The CBI and Institute of Directors have both waded into the debate over zero-hour contracts, arguing that tenuous labour is a necessary tool in the fight against unemployment. The Financial Times‘ Elizabeth Rigby, Duncan Robinson and Andrea Felsted report:
John Cridland, director-general of the business lobby, said those complaining about such contracts needed a “reality check”…
“These contracts play a vital role as a way of keeping people in employment,” said the head of the employers’ body. “If we hadn’t had this flexible working when the economy contracted, unemployment would have topped 3m – and it didn’t it went to 2.5m.”
Cridland may or may not be correct (the actual numbers do not appear to be based on any research, but even numbers pulled out of thin air may be correct through chance), but somewhat misses the point.
People on zero-hours contracts may count as employed even while, for all functional purposes, they have no job. When the ONS is counting employment, anyone who has a currently active zero-hours contract counts as “employed”, even if they haven’t taken a single shift in the week of the survey. And given the anecdotal evidence that employers frequently stop giving employees work as a way of effectively firing them, many of those employees actually are unemployed, then just haven’t been told yet (official statistics on the practice don’t exist for obvious reasons). Dawn Foster details the sort of stories which are common:
One colleague was slightly late two weeks in a row, and when asked why replied she’d had trouble finding a parking space. She didn’t come in the following week. Looking at the month’s rota I saw her name but with no shifts allocated. Two months later I saw her near my house. “Have you got a new job?” I asked. She explained she hadn’t, and that while she’d not been sacked, she hadn’t been offered any shifts and there’d been no explanation.

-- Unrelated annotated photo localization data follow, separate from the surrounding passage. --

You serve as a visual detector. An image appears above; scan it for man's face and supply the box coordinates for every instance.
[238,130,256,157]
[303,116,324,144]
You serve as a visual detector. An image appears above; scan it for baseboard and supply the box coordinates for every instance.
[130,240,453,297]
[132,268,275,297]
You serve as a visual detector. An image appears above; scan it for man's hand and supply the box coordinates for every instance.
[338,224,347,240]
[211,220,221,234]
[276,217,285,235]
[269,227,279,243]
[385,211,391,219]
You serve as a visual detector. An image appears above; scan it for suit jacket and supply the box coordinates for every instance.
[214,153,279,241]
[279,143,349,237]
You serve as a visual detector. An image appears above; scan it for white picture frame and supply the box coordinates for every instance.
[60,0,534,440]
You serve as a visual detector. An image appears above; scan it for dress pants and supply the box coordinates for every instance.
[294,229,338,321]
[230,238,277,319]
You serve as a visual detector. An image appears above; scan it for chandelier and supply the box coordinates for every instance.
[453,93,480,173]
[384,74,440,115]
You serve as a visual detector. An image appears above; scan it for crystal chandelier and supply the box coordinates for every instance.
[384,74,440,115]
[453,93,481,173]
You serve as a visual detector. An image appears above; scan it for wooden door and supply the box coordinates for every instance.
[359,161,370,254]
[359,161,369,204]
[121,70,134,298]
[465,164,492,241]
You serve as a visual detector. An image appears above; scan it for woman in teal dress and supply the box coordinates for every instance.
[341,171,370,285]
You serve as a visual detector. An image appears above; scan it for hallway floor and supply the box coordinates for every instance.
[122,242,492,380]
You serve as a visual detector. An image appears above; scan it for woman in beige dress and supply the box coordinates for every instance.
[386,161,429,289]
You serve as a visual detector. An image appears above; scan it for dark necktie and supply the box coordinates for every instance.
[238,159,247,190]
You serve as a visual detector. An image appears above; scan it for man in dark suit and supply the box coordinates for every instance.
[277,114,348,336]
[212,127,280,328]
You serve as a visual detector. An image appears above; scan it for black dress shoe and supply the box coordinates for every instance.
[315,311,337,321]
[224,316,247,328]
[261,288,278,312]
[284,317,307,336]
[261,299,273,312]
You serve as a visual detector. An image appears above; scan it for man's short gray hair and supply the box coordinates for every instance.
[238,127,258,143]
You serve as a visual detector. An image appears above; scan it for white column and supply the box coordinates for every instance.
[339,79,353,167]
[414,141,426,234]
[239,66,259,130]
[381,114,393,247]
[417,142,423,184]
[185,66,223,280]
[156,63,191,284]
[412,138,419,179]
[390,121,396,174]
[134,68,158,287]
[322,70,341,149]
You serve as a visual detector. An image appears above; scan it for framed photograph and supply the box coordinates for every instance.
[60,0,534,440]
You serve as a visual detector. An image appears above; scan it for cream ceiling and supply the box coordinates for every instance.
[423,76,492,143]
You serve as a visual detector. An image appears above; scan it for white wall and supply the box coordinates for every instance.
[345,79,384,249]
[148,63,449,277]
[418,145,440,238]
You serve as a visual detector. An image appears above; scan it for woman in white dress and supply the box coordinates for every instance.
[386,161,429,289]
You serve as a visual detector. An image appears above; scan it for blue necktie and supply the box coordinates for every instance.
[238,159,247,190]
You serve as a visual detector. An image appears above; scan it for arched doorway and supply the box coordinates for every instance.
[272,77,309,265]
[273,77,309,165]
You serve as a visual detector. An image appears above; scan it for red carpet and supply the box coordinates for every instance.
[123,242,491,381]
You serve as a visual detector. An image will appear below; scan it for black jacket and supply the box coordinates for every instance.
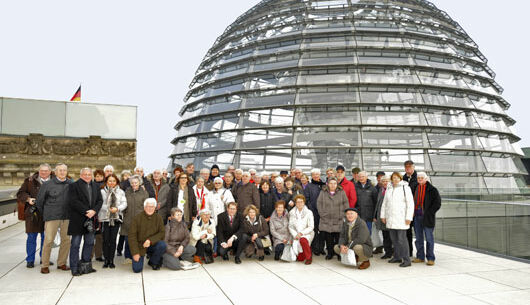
[67,179,103,235]
[414,181,441,228]
[216,211,243,244]
[36,177,72,222]
[404,171,418,194]
[303,182,321,223]
[354,180,378,222]
[259,191,275,219]
[165,184,197,224]
[311,179,325,189]
[141,175,156,198]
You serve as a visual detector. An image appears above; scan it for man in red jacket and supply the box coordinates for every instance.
[336,165,357,208]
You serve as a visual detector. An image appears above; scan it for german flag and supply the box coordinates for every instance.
[70,85,81,102]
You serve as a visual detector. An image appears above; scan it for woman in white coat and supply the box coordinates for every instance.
[99,174,127,268]
[380,172,414,267]
[288,194,314,265]
[190,209,216,264]
[207,177,234,256]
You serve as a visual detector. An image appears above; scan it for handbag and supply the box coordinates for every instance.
[340,242,357,267]
[260,236,272,248]
[280,243,298,262]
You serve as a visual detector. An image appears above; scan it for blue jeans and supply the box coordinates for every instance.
[366,221,372,235]
[70,232,95,271]
[132,241,167,273]
[124,236,132,259]
[413,215,435,261]
[26,232,44,262]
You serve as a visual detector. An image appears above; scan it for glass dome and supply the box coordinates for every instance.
[170,0,527,193]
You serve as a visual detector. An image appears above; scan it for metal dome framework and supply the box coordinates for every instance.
[170,0,527,193]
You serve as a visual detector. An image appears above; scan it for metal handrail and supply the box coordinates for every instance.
[443,198,530,207]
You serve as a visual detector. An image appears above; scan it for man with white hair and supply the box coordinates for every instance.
[129,198,167,272]
[233,171,260,214]
[36,163,73,274]
[134,166,155,198]
[17,163,54,268]
[261,171,270,182]
[412,172,441,266]
[249,168,257,183]
[354,171,378,233]
[200,168,215,191]
[310,168,325,189]
[234,169,243,184]
[103,165,114,177]
[67,168,103,276]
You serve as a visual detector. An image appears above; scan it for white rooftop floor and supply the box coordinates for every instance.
[1,222,529,305]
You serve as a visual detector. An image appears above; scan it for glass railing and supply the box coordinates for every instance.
[435,198,530,261]
[0,188,17,217]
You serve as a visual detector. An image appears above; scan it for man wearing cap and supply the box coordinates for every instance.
[375,171,386,193]
[335,165,357,208]
[279,170,289,180]
[334,208,372,270]
[350,167,361,184]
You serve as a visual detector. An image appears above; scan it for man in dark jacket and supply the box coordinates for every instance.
[310,168,325,189]
[16,164,54,268]
[233,172,260,214]
[412,172,441,266]
[301,174,324,256]
[129,198,167,273]
[216,202,243,261]
[67,168,103,276]
[334,208,373,270]
[354,171,378,234]
[403,160,417,256]
[36,163,72,274]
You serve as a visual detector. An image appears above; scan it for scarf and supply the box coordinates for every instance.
[105,187,120,226]
[414,183,427,213]
[196,187,206,210]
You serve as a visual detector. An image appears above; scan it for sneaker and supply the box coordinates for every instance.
[426,260,435,266]
[123,258,132,265]
[181,261,201,271]
[413,258,425,263]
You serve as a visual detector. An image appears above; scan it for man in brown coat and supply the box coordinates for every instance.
[129,198,167,273]
[233,172,260,215]
[16,164,54,268]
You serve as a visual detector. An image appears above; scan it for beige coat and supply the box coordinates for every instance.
[316,186,349,233]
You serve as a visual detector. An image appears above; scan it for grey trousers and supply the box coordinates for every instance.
[389,229,410,264]
[162,245,196,270]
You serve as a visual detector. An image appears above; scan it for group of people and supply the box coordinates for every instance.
[16,160,441,276]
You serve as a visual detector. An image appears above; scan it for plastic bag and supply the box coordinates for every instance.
[280,241,300,262]
[371,227,383,248]
[340,248,357,267]
[52,228,61,248]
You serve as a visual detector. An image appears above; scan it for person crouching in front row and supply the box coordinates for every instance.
[128,198,167,273]
[190,209,216,264]
[162,207,200,270]
[334,208,373,270]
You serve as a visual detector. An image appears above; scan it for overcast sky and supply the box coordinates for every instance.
[0,0,528,173]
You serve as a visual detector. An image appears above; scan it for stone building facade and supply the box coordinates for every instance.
[0,133,136,187]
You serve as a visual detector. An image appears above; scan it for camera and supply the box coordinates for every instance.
[84,219,94,233]
[28,205,37,215]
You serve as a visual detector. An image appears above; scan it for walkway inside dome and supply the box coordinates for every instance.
[1,222,529,305]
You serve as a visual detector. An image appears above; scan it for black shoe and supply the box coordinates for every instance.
[116,252,122,256]
[274,253,280,261]
[373,246,384,254]
[235,257,241,264]
[399,261,411,267]
[264,248,271,255]
[381,253,392,259]
[337,254,341,261]
[26,262,34,268]
[320,250,327,256]
[71,269,81,276]
[258,256,264,261]
[388,258,401,264]
[102,261,109,268]
[312,250,320,256]
[204,256,214,264]
[40,261,53,266]
[109,262,115,269]
[325,254,333,260]
[95,257,104,262]
[222,254,229,261]
[151,264,161,270]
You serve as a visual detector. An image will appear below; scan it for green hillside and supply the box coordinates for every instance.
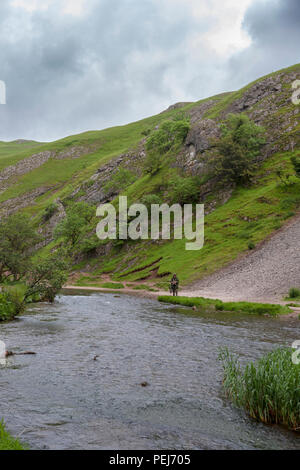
[1,63,300,290]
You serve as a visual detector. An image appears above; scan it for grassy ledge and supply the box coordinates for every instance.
[219,348,300,431]
[0,421,26,450]
[158,296,291,316]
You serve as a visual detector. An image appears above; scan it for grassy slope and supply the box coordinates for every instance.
[1,64,300,287]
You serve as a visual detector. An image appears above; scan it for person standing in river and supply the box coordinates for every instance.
[170,274,179,296]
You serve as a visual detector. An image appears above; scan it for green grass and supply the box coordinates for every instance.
[219,347,300,431]
[100,282,124,289]
[285,287,300,301]
[158,296,291,316]
[0,421,25,450]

The ONS explains how they measure zero-hour workers who may be in that trap:
People who are on zero hours contracts count as employed. If they worked at least an hour in the survey reference period they would be counted in the employment numbers as usual. If a survey respondent did not in fact work in the reference period, the first question asked is whether they are ‘temporarily away from a job’ (they could be sick or on leave, etc..). Those on a zero-hours contract should reply to say they have a job to return to. In this instance they would be in employment but listed as having worked no hours
In other words, there are people who are not currently receiving work from an employer, and who will never again receive work from that employer, but who still count as “employed” in national statistics because their employer sees no need to officially fire them. This has additional implications for their lives. Some zero-hour contracts include rules banning the employee from taking work for other employers at the same time, while those who end up “voluntarily” leaving work are unable to claim many out-of-work benefits.
The effect of this on employment statistics is hard to measure, particularly since it is widely believed that employment statistics already fail to capture the full effect of zero-hours employment. The latest figures from the ONS show just over 200,000 people on the contracts, but the FT reports that “research released this week by the Chartered Institute of Personnel and Development claimed there were about 1m zero-hours workers in the UK”. Regardless of the total, however, one thing is clear: for some people, the difference between a zero-hour contract and unemployment is negligible.